I realize you guys mean this stuff as a joke, but just for ha-ha's, here is a chart of each AL team's 2013 GOP normalized rate (X-axis) plotted against Run and Win normalized rate. For each of these data sets, 1 = league average. In 2013, league averages were 81 wins (duh), 4.33 R/G, and .77 GDP/G. You can see there is basically no correlation between GDPs and runs scored, nor GDPs and Winning. Oakland for instance won 96 games while having a better than average 0.87 GDP rate, while the Sox won 97 (1.2 rate) while having a below average 1.10 GDP rate.
Less pretty version but with trendlines.

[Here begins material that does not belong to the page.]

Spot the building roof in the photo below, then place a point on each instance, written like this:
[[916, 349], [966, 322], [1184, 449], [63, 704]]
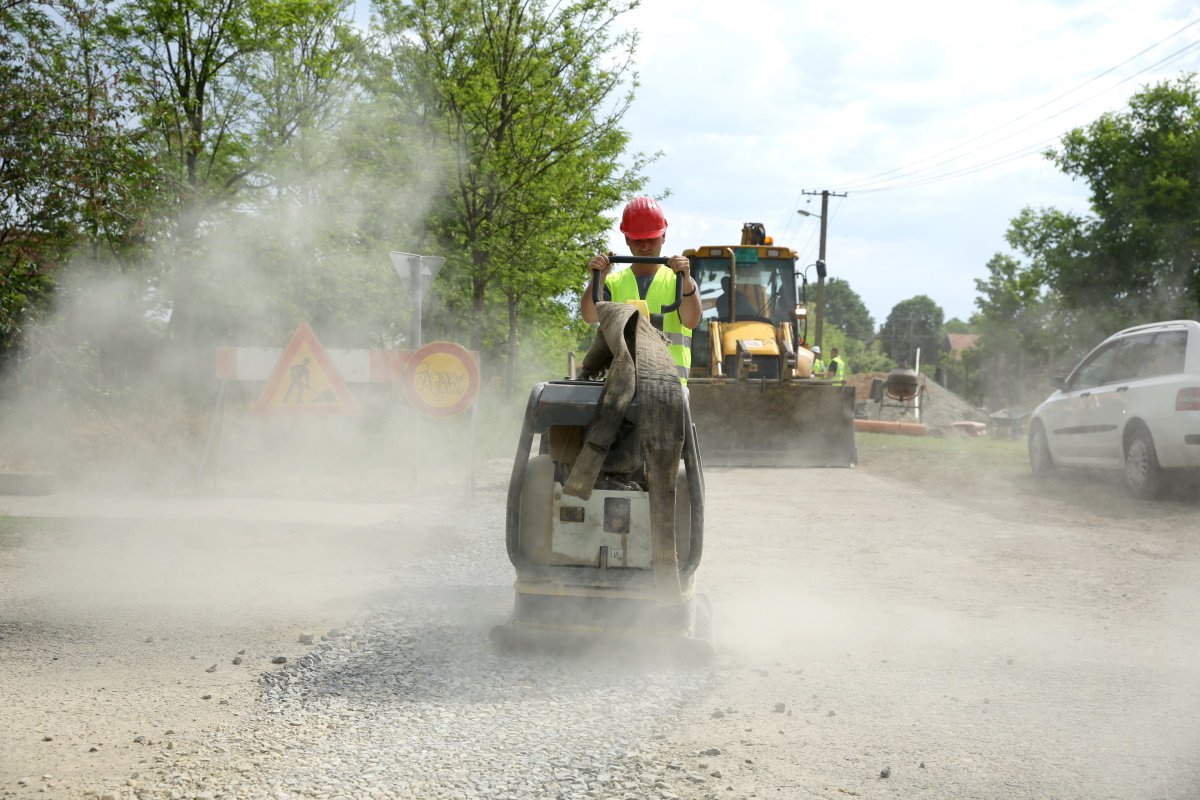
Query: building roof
[[960, 342]]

You can see that each variable trends up with increased GDP.
Also:
Pearson correlation of R/G and GDP Rate = 0.322
P-Value = 0.242
Not statistically significant, but a positive correlation, aka more GDP = more R/G.
Pearson correlation of Win Rate and GDP Rate = 0.262
P-Value = 0.346
Again, positive but not significant correlation.
Even with a small data set, though, we can show pretty convincingly that OPS correlates to runs, and this is why it is still very useful at a team level despite all of the attempts to refine it.
Pearson correlation of R/G and OPS = 0.971
P-Value = 0.000
Understanding that 2013 doesn't represent the entire history of baseball, of course, I would generally expect the general conclusions here to remain valid. Of course, the counterargument to all of this is that the Sox are currently hitting into 1.7 GDP per game, which would be equivalent to a 2.21 normalized rate on my chart, in other words, completely off the chart.